Right Ventricular Systolic Pressure - Non-Invasive Bedside Predictor of Mortality and Readmission in Heart Failure With Reduced and Preserved Ejection Fraction Hospitalization
OBJECTIVE: To study the prognostic role of right ventricular systolic pressure (RVSP) in patients with heart failure (HF). BACKGROUND: Although RVSP is a readily available echocardiographic parameter, it is often underused. Its prognostic role in patients with heart failure is not well established compared with pulmonary artery pressure measured by right heart catheterization. METHODS: This single-center retrospective cohort study included patients with acute heart failure hospitalization admitted to the hospital from January 2005 to December 2018. The primary predictor was right ventricular systolic pressure (RVSP) obtained from bedside transthoracic echocardiography at admission.
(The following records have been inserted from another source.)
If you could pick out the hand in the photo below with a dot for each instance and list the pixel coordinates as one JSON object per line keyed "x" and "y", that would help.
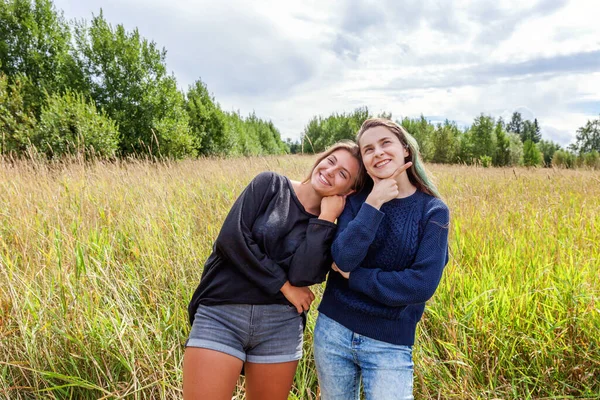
{"x": 336, "y": 269}
{"x": 300, "y": 297}
{"x": 386, "y": 189}
{"x": 332, "y": 207}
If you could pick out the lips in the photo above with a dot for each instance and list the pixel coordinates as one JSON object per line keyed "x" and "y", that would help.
{"x": 323, "y": 180}
{"x": 382, "y": 163}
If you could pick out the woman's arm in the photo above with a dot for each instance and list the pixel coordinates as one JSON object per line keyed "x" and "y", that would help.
{"x": 312, "y": 259}
{"x": 235, "y": 239}
{"x": 417, "y": 283}
{"x": 355, "y": 234}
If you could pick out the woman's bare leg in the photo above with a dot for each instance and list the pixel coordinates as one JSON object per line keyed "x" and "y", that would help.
{"x": 269, "y": 381}
{"x": 209, "y": 374}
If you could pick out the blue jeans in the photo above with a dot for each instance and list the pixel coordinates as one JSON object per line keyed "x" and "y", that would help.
{"x": 343, "y": 356}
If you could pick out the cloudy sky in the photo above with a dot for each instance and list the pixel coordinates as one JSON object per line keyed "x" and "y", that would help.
{"x": 290, "y": 61}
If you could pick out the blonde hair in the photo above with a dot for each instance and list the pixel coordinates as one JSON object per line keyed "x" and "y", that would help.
{"x": 416, "y": 173}
{"x": 351, "y": 148}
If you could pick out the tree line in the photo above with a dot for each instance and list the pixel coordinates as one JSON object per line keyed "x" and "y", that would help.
{"x": 79, "y": 87}
{"x": 487, "y": 142}
{"x": 90, "y": 88}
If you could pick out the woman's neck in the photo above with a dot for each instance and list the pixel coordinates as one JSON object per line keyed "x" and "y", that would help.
{"x": 405, "y": 187}
{"x": 309, "y": 198}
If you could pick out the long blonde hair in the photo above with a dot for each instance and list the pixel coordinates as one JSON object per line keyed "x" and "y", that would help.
{"x": 351, "y": 148}
{"x": 416, "y": 173}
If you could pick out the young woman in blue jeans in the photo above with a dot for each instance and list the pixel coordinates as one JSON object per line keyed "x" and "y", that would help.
{"x": 389, "y": 253}
{"x": 248, "y": 310}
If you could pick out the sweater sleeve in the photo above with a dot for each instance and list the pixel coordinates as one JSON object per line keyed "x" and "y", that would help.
{"x": 355, "y": 235}
{"x": 312, "y": 260}
{"x": 417, "y": 283}
{"x": 235, "y": 239}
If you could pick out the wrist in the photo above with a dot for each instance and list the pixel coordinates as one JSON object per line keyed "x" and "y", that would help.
{"x": 327, "y": 217}
{"x": 285, "y": 288}
{"x": 373, "y": 202}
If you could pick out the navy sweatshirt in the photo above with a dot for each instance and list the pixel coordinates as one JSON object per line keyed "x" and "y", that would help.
{"x": 267, "y": 238}
{"x": 395, "y": 257}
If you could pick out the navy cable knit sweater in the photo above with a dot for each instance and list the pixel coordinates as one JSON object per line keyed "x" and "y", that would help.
{"x": 395, "y": 257}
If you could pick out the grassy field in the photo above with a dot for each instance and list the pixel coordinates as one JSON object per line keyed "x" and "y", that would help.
{"x": 98, "y": 262}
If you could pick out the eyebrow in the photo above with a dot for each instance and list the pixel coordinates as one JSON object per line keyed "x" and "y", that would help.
{"x": 335, "y": 159}
{"x": 379, "y": 141}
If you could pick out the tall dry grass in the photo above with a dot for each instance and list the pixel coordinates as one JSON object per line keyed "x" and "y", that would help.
{"x": 98, "y": 262}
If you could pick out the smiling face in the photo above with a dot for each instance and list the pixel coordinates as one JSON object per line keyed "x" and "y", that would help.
{"x": 335, "y": 174}
{"x": 382, "y": 152}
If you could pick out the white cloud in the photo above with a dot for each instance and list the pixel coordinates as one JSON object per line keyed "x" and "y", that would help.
{"x": 292, "y": 61}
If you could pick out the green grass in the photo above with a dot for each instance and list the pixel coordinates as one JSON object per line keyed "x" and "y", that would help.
{"x": 98, "y": 262}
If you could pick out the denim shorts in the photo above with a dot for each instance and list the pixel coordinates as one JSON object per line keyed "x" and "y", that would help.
{"x": 345, "y": 360}
{"x": 262, "y": 334}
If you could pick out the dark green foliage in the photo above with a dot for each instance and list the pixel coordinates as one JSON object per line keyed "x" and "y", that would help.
{"x": 207, "y": 121}
{"x": 516, "y": 124}
{"x": 321, "y": 132}
{"x": 563, "y": 159}
{"x": 445, "y": 143}
{"x": 502, "y": 155}
{"x": 548, "y": 148}
{"x": 16, "y": 123}
{"x": 126, "y": 77}
{"x": 532, "y": 157}
{"x": 70, "y": 125}
{"x": 423, "y": 131}
{"x": 35, "y": 44}
{"x": 483, "y": 137}
{"x": 588, "y": 137}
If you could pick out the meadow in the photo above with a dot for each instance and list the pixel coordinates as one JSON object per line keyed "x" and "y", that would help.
{"x": 98, "y": 262}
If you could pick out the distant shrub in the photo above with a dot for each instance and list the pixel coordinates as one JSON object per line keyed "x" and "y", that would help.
{"x": 17, "y": 125}
{"x": 69, "y": 124}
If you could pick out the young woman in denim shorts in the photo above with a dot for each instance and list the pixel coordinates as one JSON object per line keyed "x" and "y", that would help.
{"x": 248, "y": 310}
{"x": 390, "y": 250}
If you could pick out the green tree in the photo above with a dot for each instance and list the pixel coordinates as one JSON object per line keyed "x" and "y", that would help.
{"x": 563, "y": 159}
{"x": 532, "y": 157}
{"x": 321, "y": 132}
{"x": 70, "y": 125}
{"x": 35, "y": 43}
{"x": 516, "y": 149}
{"x": 126, "y": 77}
{"x": 537, "y": 133}
{"x": 17, "y": 124}
{"x": 516, "y": 124}
{"x": 207, "y": 121}
{"x": 423, "y": 131}
{"x": 482, "y": 136}
{"x": 502, "y": 154}
{"x": 588, "y": 137}
{"x": 548, "y": 148}
{"x": 445, "y": 143}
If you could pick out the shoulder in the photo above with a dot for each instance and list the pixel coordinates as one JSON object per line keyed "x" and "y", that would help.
{"x": 268, "y": 178}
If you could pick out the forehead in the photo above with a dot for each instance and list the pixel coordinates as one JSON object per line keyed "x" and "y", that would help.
{"x": 373, "y": 135}
{"x": 345, "y": 159}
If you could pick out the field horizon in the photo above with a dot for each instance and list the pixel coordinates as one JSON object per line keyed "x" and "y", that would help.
{"x": 99, "y": 260}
We divided RVSP into two groups, RVSP <40 mm Hg (reference group) and RVSP ≥40 mm Hg. Primary outcome was all-cause mortality. Secondary outcomes were all-cause readmission and cardiac readmission. We conducted propensity-score matching and applied cox-proportional hazard model to compute hazard ratio (HR) with 95% confidence interval (CI). RESULTS: Out of 972 HF patients, 534 patients had RVSP <40 mm Hg and 438 patients had RVSP ≥40 mm Hg. Patients with RVSP ≥40 mm Hg compared with RVSP <40 mm Hg were associated with higher rates of death [HR: 1.60, 95% CI: 1.22-2.09, P-value = 0.001], all-cause readmissions [HR: 1.37, 95% CI: 1.09-1.73, P-value = 0.008] and cardiac readmissions [HR: 1.41, 95% CI: 1.07-1.85, P-value = 0.014]. CONCLUSION: Higher RVSP (≥40 mm Hg) in HF patients was associated with higher rates of death, all-cause readmissions, and cardiac readmissions. RVSP can be considered as a prognostic marker for mortality and readmission.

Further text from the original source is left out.